The real problem is that there's more people outside than inside.
no subject
'It's dark indoors.' What kind of logic is that? Then turn on a light....? He stares down at her game, flatly.
His eyes shutter partially, his tone distant. Cool. Sharpened. "It must be nice to have such an excess of time that you feel free to waste it like that."
no subject
She feels her face heating up under his gaze. "It's not a waste."
no subject
"What is it, then?" He doesn't even wait for an answer, actually. "It's a waste of time." He understands--he used to wish he could understand better, but he's simultaneously so very, very grateful that he can't.
Other people are the ones who don't understand. They all live just long enough to think they have time to spare. That there is a future.
It's a lie.
He doesn't have--didn't have that kind of time.
And people who think they do... the fact that someone would squander their time so wastefully...
It makes him really sick.
no subject
It helps her, it helps her get friends, it helps people have fun, it just...
There's a lot she wants to say to Foster and not sure how much she should say. So she just buries her face in her game again with a muttered apology.
no subject
Foster doesn't even ask--he just grabs the game system from Chiaki's hands, yanking it abruptly from her grasp and holding it up to look at it for a second. Not that it actually matters what she's playing. There's not much in the way of games that would change his mind in any way.
"... here. I'll help you."
She can hate him for it, that's okay. He expects it, really. But that's what he's here for.
no subject
The little spaceship on the screen is promptly shot and explodes. Chiaki blinks, looking up the machine she's barely had time to play since arriving, as the Game Over music plays.
"Please give that back." She's doing her best to hold her voice steady. It's not like she hasn't been bullied before, but she sort of had hoped that that time might be over. Apparently she was wrong.
no subject
"I know you're gonna be upset at me.

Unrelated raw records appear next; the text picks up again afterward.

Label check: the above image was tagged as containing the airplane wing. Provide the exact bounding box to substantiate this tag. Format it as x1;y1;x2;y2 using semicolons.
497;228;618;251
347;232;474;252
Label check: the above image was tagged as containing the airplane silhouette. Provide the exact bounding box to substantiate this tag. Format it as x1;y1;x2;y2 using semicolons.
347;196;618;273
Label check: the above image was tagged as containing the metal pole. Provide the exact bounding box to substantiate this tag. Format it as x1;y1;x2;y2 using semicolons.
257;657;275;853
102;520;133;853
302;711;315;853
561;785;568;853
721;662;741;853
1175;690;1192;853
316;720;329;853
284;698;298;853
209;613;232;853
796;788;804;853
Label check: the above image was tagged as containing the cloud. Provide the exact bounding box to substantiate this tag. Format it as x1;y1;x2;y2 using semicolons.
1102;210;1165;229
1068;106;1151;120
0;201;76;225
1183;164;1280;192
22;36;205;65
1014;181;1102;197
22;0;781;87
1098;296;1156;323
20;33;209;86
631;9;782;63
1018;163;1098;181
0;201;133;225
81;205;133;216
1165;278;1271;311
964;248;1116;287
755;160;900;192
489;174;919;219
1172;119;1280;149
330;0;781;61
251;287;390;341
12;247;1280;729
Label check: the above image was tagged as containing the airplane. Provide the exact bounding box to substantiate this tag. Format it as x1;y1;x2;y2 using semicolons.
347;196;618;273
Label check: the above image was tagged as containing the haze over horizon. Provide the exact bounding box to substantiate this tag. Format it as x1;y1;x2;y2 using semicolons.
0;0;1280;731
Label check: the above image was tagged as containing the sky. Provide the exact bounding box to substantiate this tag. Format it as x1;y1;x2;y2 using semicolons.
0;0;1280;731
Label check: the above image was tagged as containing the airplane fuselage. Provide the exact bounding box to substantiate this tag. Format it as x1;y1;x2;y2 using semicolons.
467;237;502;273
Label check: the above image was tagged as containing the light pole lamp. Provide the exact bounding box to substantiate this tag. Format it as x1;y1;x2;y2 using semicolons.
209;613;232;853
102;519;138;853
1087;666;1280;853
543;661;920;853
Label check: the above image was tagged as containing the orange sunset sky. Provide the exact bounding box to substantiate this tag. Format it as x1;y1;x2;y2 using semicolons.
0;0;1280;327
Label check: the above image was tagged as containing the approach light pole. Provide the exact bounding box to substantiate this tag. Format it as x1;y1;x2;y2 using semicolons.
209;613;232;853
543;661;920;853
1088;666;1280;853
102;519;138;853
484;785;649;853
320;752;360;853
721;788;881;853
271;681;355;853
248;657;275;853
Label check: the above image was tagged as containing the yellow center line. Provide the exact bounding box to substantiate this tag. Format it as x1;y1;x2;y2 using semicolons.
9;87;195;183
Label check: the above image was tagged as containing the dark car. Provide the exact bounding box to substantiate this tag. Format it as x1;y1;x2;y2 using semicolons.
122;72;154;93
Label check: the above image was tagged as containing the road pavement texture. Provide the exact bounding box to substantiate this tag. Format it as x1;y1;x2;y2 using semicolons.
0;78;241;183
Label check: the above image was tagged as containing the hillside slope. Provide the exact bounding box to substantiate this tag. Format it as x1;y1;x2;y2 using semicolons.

You can hate me, that's normal!"
He is, incongruously, conscientious enough to turn the system off before putting it behind his back, where Chiaki can't see it.
no subject
She's almost resigned. There's not a great chance that her words are gonna work at all, but it's worth a try.
no subject
She doesn't understand what he's saying at all. That's... fine. Like Lars said--he's just impossible to understand. It's to be expected, really. The things that garbage would say aren't things real people think about.
But he knows that feeling bad about this will just make it more right. So he gives her another bright smile. "Don't worry. You'll understand."
Then he turns... and leaves, her game system in hand.